Although there are so many sites that post lyrics, scraping for them can be a difficult task. If you’re interested in collecting lyrics in general, I recommend taking a look at pylyrics3 as well as lyrics scraper by stanleycyang. I ended up making a custom scraper based off of stanleycyang’s for my dataset.

Model Development

After cleaning my corpus through stopwords and lemmatization, I trained a doc2vec model with my corpus to find similarities between songs. doc2vec is an adaptation of word2vec, but in addition to finding similarities between words (assuming we’re using PV-DM), doc2vec has the ability to find similarities between sentences and labels. In this case, we are talking about song lines and songs. The end result is a 150-dimensional vector space for each song in the dataset. Based off these vectors, my doc2vec model was able to create some interesting comparisions:

Frank Ocean vs NAO

“Thinkin bout you” by Frank Ocean, it seems, is fairly similar to “Bad Blood” by NAO (Both artists are extremely talented and I highly recommend you check them out if you haven’t before!). Looking through the lyrics, you can see a sense of longing and wistfulness. The only difference between the two is that Frank is talking about an ex-lover, while NAO is speaking about a friend she had a falling out with.

Developing Clusters

With the 150-dimensional space obtained from the doc2vec model, I wanted to cluster the songs into groups. First, I used Non-negative Matrix Factorization to reduce my dimensional space into 20 vectors. Then, using a silhouette score, I tried to estimate the proper amount of clusters to have for proper resolution:

My dataset’s Silhouette score peaks at 2 clusters and decreases as cluster number increases, but sees a spike at 5 clusters before dropping significantly. I then found songs with closest to the K means centroid to hand label clusters. Let’s see how the clusters look like through a t-SNE visualization.

TSNE

With the exception of “Found Love” and “Lost Love”, the clusters seem to be quite resolved. For the two love categories, I posit that “I hate that I love you” and “I love you too much to hate you” could be easily confused by the model (Love is, after all, the hardest emotion to understand).
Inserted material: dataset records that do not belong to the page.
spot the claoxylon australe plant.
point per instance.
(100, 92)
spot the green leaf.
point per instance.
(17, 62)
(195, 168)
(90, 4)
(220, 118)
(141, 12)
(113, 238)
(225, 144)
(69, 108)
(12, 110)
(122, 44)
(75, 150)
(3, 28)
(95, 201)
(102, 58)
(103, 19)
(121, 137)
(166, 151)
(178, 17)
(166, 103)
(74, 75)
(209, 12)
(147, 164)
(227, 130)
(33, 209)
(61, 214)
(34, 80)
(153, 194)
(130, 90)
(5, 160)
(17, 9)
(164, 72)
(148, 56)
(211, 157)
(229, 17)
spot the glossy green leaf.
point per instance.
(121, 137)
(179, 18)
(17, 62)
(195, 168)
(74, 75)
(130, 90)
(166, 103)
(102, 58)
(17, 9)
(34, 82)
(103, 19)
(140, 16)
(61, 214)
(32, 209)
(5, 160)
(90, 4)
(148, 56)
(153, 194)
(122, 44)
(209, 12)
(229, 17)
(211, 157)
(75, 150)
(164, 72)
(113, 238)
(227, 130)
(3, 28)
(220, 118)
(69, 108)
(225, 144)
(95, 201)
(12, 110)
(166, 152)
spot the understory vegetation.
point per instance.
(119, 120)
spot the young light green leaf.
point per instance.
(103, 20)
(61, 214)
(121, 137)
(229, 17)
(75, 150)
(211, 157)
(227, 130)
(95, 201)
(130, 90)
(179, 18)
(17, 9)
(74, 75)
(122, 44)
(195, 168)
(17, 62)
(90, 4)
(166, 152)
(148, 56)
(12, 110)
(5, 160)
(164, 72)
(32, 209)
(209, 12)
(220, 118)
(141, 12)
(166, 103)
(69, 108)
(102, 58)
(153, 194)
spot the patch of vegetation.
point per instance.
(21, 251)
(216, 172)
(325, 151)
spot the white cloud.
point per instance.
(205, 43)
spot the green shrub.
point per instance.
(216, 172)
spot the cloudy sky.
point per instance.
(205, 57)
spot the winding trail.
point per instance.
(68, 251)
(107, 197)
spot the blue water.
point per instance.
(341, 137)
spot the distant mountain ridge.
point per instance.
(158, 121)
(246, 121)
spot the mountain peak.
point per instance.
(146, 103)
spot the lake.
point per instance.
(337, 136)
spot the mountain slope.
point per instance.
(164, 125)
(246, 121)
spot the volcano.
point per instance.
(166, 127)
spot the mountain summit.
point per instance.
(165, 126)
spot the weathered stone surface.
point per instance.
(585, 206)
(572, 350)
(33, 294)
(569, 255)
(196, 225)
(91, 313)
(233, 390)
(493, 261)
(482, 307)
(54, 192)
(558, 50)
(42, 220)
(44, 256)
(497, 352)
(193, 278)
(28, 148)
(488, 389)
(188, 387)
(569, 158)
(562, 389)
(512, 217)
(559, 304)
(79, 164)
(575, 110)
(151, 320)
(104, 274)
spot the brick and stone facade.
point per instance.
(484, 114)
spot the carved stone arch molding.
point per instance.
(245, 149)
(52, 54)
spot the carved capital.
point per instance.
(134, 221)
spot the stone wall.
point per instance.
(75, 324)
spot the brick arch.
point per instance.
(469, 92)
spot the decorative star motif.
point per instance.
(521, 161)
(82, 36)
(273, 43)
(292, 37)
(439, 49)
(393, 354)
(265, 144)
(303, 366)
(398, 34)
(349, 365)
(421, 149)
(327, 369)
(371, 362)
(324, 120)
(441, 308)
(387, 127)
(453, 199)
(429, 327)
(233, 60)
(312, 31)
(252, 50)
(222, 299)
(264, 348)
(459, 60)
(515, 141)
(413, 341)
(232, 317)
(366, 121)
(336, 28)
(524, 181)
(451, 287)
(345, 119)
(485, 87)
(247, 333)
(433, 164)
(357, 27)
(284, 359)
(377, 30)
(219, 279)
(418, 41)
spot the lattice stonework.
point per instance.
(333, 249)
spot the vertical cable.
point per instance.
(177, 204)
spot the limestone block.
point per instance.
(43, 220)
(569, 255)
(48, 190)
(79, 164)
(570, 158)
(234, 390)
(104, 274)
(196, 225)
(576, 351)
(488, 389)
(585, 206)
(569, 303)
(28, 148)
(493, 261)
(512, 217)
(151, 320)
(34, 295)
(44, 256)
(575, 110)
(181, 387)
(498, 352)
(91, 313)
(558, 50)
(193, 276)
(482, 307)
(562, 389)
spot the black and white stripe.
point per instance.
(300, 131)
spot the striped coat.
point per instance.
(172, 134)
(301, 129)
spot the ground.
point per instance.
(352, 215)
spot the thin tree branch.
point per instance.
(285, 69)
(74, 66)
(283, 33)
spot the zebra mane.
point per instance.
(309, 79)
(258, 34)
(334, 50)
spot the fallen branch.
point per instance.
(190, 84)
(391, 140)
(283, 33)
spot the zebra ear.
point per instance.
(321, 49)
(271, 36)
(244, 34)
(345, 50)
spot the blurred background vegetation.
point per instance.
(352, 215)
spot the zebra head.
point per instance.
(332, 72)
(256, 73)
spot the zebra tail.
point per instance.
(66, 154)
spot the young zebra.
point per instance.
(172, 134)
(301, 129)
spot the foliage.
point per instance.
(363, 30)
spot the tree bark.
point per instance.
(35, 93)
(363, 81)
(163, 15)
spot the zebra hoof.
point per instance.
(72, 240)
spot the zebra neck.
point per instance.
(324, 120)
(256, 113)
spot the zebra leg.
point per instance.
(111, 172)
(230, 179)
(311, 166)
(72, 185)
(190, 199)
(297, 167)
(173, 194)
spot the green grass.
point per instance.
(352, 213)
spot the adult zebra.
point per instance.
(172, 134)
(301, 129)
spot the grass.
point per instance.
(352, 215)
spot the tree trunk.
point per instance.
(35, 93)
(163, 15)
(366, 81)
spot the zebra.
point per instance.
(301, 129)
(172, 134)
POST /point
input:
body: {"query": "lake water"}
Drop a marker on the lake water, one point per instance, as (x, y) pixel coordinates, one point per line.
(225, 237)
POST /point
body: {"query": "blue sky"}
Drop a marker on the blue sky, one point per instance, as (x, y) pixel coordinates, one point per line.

What if a song doesn’t exist in my dataset?

44,000 songs is by no means an exhaustive list of every hip-hop, RNB, or rap song in the known universe, and since I can’t necessarily tell the model to quickly find the lyrics of a given song, I would need to find a proxy of where the song would exist. Using the clusters from K-means as labels, I trained and validated a Random Forest Classifier model with a song’s audio features to see if I could tie a song’s structure to its lyrical content label. At its best, my model could accurately a song’s label 48.8% of the time. However, if I expanded to the top two labels, my model would be correct 82.5% of the time.

Putting it all together

App

After establishing the clusters as well as the classifier, I moved on to application development. For my application to work, I used ANNOY, a nearest neighbors algorithm that finds a set amount of songs close to it based off of audio features and cluster label.

circle of fifths

via GIPHY

From there, I created a modified version of the traveling salesman problem algorithm and used relative Key and BPM as “coordinates” for the shortest distance. Using relative Key and BPM are advantageous for this problem because they most resemble “Circle of 5ths”, a popular technique DJs use to create mixes.

See it in action!

The video above shows a quick demonstration of my application in action. You can see that the first song flows well with the second song. I can now listen to similar songs with similar flows, which makes for a better user experience.

For this project, I was able to use various techniques that I picked up over my time here at Metis and package them into a singular application that I am passionate about.